The days to the wedding gets shorter, the attention to detail gets longer. The tension between mother of the bride and bride gets a teeny bit tighter. So, this is when I need some assistance. This is when aunts come in handy. And Lindsay just happens to have an aunt (also named Bonni) who actually does wedding and bar/bat mitzvah planning and has come to the rescue. She’s taken over the attention to details and ironed out the tension between my bride-daughter and me.

For example, while I happened to be with Bonni the other day, Lindsay happened to call her Aunt for some guidance with her long list of questions.

“Lindsay, take a deep breath, and write all these questions down and email them to me,” said Aunt B. Yeah I would have not gotten past the “Take a deep breath part" without one of my daughter’s teeth-clenching and holding her breath episodes.”

One of the questions was about the programs. Lindsay wants the wedding programs to be fans, so people can cool themselves during the ceremony. However, her sister-in-law, Michele, cautioned her that in the videos, you’ll see all the people fanning- evidently, not a good thing.

“Well, I never was a fan of the fans,” replied Aunt Bonni. And just like that, the fans are nixed. That eliminates one detail, thankfully.

Thus, the rest of the attention to detail is gladly handed over to Aunt Bonni, our quasi-J-Lo, as she calls herself. (Remember- Jennifer Lopez in The Wedding Planner?) We’re getting Bonni an earpiece. Hopefully she’ll also keep the camera crew from the TV show in line, too. Anyone who can keep my three nephews in line can certainly manage a camera crew.
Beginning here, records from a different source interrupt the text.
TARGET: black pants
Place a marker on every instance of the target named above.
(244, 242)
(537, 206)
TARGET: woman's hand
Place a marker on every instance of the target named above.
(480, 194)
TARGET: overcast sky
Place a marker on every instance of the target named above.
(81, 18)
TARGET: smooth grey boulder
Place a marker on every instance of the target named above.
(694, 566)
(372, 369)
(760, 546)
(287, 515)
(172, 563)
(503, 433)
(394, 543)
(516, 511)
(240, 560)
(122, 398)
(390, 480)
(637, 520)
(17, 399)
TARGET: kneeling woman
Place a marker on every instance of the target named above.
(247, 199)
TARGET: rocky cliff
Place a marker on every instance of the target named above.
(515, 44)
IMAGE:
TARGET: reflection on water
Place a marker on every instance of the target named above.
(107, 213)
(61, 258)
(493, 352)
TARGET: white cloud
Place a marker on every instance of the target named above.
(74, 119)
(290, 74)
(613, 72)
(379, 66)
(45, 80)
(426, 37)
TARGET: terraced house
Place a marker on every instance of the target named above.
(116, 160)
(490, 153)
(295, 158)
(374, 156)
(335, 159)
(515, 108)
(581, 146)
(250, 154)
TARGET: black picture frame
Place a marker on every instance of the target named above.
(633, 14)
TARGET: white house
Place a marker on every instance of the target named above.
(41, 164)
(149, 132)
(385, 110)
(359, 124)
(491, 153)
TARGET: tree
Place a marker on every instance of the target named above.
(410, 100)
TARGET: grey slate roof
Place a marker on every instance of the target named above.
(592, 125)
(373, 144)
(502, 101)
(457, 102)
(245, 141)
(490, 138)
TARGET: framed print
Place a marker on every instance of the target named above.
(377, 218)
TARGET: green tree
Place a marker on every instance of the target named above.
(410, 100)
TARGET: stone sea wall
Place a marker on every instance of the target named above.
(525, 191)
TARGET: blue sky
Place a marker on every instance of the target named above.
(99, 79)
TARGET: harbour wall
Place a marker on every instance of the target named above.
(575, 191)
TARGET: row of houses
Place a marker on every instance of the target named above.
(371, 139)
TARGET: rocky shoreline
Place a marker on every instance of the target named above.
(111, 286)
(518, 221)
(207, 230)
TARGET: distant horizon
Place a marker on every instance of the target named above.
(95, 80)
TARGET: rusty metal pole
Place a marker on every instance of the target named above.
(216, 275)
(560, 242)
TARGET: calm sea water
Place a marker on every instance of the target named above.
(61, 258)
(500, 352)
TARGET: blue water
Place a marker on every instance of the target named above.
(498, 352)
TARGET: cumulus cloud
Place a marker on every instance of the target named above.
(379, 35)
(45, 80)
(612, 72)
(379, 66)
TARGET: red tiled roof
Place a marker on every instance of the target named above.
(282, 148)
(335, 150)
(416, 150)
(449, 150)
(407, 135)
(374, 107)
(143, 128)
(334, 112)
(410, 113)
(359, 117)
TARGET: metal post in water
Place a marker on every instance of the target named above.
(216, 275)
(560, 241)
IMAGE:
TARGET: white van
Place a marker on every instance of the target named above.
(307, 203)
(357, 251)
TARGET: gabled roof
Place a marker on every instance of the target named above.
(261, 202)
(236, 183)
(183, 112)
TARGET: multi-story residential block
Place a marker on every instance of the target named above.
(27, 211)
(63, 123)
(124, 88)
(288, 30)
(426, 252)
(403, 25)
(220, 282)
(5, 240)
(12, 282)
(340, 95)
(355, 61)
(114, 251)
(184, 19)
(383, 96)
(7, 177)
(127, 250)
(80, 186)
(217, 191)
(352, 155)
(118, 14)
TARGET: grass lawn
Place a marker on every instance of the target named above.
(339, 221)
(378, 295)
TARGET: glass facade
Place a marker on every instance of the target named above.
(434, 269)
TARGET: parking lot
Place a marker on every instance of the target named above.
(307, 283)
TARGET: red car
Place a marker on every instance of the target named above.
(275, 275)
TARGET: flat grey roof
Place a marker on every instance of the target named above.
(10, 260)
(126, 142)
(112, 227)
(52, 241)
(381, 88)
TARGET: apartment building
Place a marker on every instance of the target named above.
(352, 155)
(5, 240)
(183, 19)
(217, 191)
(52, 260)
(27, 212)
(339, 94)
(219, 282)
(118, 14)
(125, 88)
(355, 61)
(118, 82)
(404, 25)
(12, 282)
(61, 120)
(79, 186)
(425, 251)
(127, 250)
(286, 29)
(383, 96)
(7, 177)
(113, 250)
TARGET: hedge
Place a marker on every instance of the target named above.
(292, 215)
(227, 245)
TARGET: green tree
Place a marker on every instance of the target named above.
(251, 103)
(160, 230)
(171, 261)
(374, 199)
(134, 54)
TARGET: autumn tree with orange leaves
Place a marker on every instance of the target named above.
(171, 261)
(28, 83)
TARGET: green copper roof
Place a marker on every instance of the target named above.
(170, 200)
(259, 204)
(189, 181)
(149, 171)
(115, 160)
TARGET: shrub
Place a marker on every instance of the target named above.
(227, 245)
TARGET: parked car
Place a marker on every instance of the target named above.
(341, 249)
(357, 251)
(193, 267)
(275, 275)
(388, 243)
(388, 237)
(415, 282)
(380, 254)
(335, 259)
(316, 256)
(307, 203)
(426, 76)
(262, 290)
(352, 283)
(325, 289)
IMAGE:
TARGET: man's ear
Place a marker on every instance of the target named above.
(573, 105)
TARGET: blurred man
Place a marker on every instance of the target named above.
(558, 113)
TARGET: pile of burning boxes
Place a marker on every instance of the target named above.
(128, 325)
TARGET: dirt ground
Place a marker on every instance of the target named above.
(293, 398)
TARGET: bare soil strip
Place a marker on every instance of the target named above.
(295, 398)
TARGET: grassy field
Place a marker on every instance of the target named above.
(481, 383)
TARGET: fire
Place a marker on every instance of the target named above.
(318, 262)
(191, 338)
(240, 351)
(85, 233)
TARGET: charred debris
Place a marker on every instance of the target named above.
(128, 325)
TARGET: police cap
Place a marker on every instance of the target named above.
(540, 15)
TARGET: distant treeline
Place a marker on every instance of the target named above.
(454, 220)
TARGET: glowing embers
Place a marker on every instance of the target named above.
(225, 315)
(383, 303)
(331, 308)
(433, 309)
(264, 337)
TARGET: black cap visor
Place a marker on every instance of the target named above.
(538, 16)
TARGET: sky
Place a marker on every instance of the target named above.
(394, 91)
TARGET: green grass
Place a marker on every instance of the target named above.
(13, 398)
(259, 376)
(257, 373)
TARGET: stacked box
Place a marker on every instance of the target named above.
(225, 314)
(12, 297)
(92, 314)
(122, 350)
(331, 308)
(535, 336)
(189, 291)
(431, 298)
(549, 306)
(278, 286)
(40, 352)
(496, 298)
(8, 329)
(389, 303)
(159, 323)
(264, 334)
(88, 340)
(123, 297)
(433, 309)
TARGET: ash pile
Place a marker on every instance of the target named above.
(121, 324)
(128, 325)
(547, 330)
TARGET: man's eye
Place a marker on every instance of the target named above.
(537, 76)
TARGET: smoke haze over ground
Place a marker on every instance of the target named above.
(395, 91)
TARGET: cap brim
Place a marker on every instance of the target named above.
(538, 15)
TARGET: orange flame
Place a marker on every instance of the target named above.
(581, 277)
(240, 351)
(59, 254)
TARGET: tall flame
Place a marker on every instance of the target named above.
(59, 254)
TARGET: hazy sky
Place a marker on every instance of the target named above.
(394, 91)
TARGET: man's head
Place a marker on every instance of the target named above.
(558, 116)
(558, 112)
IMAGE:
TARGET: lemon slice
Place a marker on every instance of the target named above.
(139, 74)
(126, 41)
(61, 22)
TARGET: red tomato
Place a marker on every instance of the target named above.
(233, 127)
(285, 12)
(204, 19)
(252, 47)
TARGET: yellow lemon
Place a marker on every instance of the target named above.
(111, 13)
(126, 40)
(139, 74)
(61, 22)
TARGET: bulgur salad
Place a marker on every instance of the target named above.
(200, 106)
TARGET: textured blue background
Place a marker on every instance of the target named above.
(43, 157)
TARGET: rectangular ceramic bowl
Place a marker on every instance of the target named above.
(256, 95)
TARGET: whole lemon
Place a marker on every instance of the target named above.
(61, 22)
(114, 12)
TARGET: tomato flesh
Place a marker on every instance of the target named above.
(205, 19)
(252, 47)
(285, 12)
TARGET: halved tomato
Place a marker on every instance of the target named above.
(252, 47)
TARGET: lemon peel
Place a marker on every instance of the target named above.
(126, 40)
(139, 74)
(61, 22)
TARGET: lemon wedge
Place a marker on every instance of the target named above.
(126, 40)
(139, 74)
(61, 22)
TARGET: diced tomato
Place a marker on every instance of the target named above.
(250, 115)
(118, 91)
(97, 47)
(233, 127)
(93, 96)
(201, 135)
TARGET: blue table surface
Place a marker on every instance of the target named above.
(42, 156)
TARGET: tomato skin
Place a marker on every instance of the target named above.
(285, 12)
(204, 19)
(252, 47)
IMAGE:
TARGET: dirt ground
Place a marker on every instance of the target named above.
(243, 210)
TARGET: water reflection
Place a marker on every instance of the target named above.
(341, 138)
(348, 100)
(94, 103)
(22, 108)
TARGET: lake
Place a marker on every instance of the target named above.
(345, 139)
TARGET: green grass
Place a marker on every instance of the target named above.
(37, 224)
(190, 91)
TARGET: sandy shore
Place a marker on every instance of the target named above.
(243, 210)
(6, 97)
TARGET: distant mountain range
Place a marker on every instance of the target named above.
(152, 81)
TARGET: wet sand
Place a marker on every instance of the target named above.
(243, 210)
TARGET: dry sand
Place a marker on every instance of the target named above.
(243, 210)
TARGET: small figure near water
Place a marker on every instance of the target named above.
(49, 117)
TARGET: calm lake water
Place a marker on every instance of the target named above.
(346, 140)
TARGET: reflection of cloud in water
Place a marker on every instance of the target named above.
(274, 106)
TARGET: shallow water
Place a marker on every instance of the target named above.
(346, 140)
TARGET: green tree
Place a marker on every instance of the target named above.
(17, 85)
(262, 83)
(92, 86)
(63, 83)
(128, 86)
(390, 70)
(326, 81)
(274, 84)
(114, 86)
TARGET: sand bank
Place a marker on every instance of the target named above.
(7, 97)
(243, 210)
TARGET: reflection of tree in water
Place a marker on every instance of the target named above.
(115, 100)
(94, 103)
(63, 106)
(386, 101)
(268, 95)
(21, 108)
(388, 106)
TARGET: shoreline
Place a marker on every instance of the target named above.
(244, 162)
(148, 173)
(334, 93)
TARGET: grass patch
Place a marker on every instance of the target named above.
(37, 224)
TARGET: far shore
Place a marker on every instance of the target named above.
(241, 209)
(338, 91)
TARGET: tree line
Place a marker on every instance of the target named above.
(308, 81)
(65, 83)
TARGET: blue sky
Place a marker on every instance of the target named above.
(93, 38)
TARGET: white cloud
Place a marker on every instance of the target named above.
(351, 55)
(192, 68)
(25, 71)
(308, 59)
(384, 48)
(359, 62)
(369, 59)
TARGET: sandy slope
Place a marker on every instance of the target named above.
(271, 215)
There you have it, Chicago Bonnie- the good, the bad and the ugly. By the way, to “test the waters”, Kim, my other daughter, previewed this blog entry before I posted it and was completely in agreement with Chicago Bonnie and had no qualms about her sister being portrayed in some negative way. (Big surprise- eh?) And to quote Kim, she said, “It’s your blog, you can write whatever you want. She’s not perfect, get over it.”

Forty-nine days to go, 4900+ more details and one more quote from one of my favorite authors-

"The world is full of women blindsided by the unceasing demands of motherhood, still flabbergasted by how a job can be terrific and tortuous."